What impressed Adams and [General Manager] Scott Pioli, both of whom liked to slip down and watch these workouts, was how disciplined Brady was and how exceptional his work ethic was. What he was doing in these extra practices set him apart. He was not just telling the receivers, let's just run a down and out, or a square in, but he was calling plays as if they were in the playbook and as if the players were in a pressurized, game-time situations…

The other thing he was doing was cajoling the receivers to work with him -- pushing them to do more, telling them that it was the only way they were going to make it. He was a fourth-string quarterback behaving like a coach.

If you were wondering why Tom Brady has three Super Bowl rings, there's your answer.

When Arians was Peyton Manning's quarterback coach, do you think he had to remind the rookie to watch film? Me neither.

The Steelers could hire Tony Robbins as the next quarterbacks coach and it won't matter. As Bill Cowher was fond of saying, it is what it is. I don't begrudge Roethlisberger -- he is what he is -- and you can't make him do the little things. Nobody made Brady do the little things either, it's just in his nature.
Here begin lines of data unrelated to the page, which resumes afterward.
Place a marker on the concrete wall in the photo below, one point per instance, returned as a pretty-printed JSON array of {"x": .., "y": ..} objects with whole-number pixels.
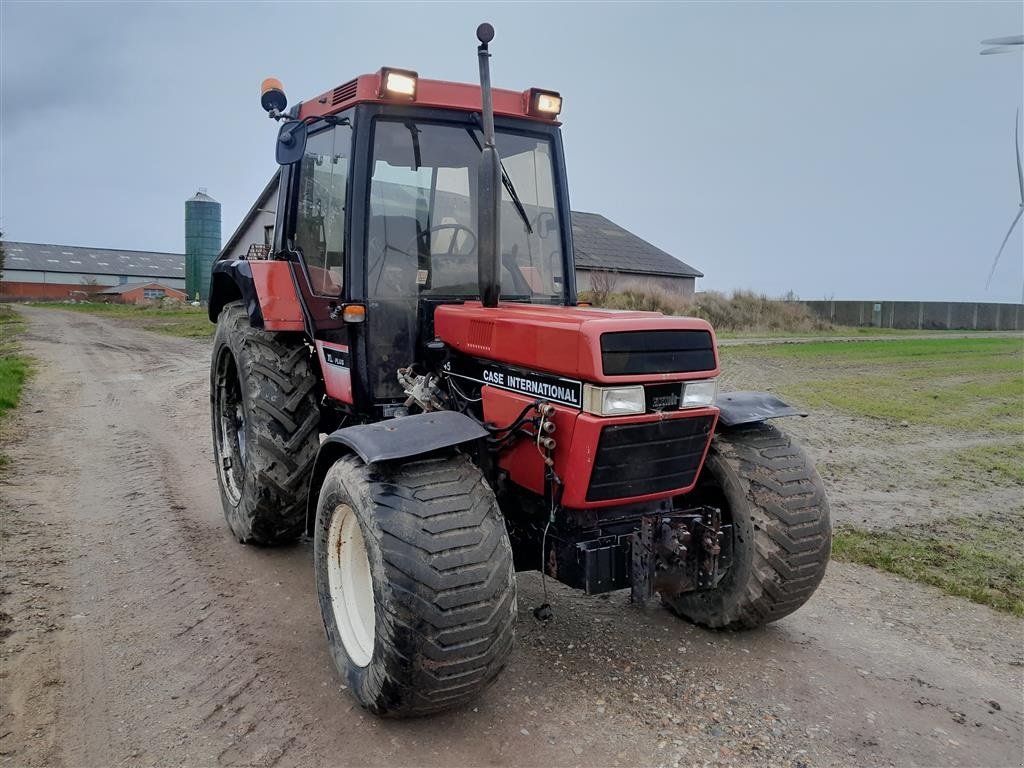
[
  {"x": 623, "y": 281},
  {"x": 137, "y": 294},
  {"x": 77, "y": 281},
  {"x": 939, "y": 315}
]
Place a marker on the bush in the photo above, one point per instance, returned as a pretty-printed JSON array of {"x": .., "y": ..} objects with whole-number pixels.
[{"x": 743, "y": 310}]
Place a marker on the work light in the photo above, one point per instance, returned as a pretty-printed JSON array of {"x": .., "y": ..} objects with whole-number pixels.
[
  {"x": 699, "y": 393},
  {"x": 398, "y": 83},
  {"x": 544, "y": 103},
  {"x": 613, "y": 400}
]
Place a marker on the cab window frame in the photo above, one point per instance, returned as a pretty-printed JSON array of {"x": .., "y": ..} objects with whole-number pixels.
[{"x": 294, "y": 189}]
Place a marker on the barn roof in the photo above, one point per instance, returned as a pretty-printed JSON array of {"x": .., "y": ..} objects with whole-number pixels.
[
  {"x": 51, "y": 258},
  {"x": 600, "y": 244},
  {"x": 126, "y": 287},
  {"x": 597, "y": 244}
]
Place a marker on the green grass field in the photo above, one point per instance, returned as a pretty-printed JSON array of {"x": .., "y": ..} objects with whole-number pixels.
[
  {"x": 14, "y": 367},
  {"x": 972, "y": 387},
  {"x": 968, "y": 384},
  {"x": 187, "y": 322},
  {"x": 977, "y": 558}
]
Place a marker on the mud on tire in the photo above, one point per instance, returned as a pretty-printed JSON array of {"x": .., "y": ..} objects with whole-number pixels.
[
  {"x": 770, "y": 492},
  {"x": 443, "y": 587},
  {"x": 265, "y": 427}
]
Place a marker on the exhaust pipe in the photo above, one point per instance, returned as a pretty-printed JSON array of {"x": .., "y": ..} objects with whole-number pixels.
[{"x": 488, "y": 219}]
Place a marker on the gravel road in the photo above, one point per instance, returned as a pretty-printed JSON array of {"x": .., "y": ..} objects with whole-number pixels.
[{"x": 135, "y": 631}]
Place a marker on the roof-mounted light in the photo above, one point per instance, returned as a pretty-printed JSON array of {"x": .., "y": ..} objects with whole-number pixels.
[
  {"x": 543, "y": 103},
  {"x": 397, "y": 84}
]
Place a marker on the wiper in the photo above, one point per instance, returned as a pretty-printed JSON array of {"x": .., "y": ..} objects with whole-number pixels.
[{"x": 507, "y": 183}]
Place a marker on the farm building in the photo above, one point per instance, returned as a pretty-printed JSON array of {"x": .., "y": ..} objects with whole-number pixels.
[
  {"x": 605, "y": 253},
  {"x": 35, "y": 270},
  {"x": 139, "y": 293}
]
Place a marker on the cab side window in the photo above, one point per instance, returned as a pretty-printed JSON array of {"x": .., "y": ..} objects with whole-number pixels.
[{"x": 320, "y": 223}]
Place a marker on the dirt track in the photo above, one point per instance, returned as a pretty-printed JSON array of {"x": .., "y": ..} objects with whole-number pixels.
[{"x": 136, "y": 631}]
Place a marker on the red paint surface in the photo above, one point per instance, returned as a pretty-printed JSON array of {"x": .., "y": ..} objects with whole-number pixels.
[
  {"x": 337, "y": 381},
  {"x": 577, "y": 435},
  {"x": 565, "y": 341},
  {"x": 576, "y": 472},
  {"x": 275, "y": 290},
  {"x": 464, "y": 96}
]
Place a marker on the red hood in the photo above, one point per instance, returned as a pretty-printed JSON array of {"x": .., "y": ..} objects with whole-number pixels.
[{"x": 560, "y": 340}]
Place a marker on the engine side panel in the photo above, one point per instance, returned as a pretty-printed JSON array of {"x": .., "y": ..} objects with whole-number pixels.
[{"x": 566, "y": 341}]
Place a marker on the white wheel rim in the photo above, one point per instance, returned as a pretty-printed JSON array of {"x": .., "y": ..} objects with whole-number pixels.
[{"x": 350, "y": 585}]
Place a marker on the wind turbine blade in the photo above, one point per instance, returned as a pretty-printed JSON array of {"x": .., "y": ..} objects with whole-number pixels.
[
  {"x": 1012, "y": 40},
  {"x": 1009, "y": 232},
  {"x": 1017, "y": 145}
]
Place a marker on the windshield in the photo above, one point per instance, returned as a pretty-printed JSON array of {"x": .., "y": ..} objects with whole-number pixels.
[{"x": 422, "y": 235}]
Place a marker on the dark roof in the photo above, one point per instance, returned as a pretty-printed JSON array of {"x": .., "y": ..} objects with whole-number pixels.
[
  {"x": 42, "y": 257},
  {"x": 600, "y": 244},
  {"x": 126, "y": 287},
  {"x": 597, "y": 244}
]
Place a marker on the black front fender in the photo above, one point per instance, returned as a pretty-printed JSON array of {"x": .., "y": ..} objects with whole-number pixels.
[
  {"x": 404, "y": 437},
  {"x": 751, "y": 408}
]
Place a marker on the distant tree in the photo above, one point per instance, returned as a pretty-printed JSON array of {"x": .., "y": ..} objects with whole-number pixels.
[{"x": 602, "y": 284}]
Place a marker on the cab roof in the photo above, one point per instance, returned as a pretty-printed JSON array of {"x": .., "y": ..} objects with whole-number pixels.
[{"x": 436, "y": 93}]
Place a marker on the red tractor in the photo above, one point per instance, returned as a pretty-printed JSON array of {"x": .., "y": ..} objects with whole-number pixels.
[{"x": 407, "y": 376}]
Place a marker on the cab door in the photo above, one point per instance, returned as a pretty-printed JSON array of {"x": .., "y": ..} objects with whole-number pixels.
[{"x": 314, "y": 240}]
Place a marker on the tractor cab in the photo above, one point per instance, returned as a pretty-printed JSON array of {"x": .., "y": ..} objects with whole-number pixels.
[{"x": 379, "y": 212}]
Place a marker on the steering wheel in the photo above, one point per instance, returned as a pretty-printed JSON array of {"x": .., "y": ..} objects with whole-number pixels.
[{"x": 456, "y": 228}]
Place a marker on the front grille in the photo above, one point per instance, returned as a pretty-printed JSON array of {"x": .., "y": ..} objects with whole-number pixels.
[
  {"x": 630, "y": 352},
  {"x": 649, "y": 458}
]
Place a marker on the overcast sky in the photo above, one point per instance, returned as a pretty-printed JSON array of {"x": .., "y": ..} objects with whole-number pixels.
[{"x": 847, "y": 150}]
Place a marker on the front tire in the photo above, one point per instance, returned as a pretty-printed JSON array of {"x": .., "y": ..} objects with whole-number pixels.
[
  {"x": 415, "y": 582},
  {"x": 769, "y": 491},
  {"x": 265, "y": 428}
]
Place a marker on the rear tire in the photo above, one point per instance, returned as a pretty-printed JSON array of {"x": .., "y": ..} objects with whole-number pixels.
[
  {"x": 265, "y": 427},
  {"x": 438, "y": 623},
  {"x": 770, "y": 492}
]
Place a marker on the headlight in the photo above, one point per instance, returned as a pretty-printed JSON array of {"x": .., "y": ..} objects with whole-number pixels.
[
  {"x": 543, "y": 103},
  {"x": 699, "y": 393},
  {"x": 613, "y": 400},
  {"x": 400, "y": 83}
]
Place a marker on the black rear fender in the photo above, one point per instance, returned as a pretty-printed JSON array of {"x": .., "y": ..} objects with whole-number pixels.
[
  {"x": 232, "y": 281},
  {"x": 751, "y": 408},
  {"x": 392, "y": 439}
]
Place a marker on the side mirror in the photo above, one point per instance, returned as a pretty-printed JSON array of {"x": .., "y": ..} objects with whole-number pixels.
[{"x": 291, "y": 142}]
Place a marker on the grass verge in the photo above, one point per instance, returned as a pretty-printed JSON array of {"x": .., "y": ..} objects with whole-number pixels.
[
  {"x": 14, "y": 367},
  {"x": 976, "y": 558},
  {"x": 187, "y": 322},
  {"x": 974, "y": 384}
]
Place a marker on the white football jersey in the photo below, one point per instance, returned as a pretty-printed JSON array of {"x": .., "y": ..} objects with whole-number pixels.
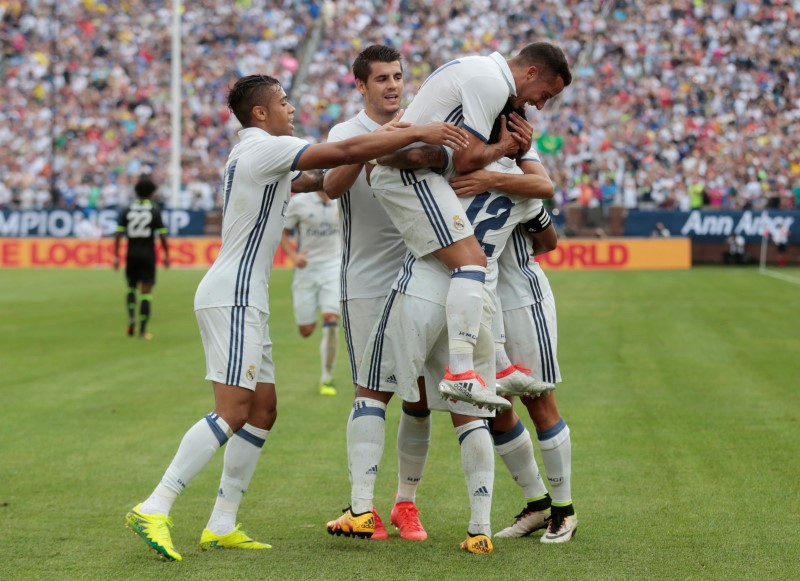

And that's a fundamental difference.

For Ben, it's all about want-to. If he's not motivated to get better after throwing 23 interceptions then, well, I don't know what to think.

That's where Tomlin comes in. This quote from former college teammate and current Vikings safety Darren Sharper says it all:

"He's probably motivated this team and the guys around me more than any coach that I've been around… You can just tell by the results and the product of how we're playing now, as compared to how we played in the past, and it's a direct reflection of Mike Tomlin."
Yeah, I'm not worried about Arians because it sounds like Tomlin's got everything under control. Big Ben, you've been put on notice.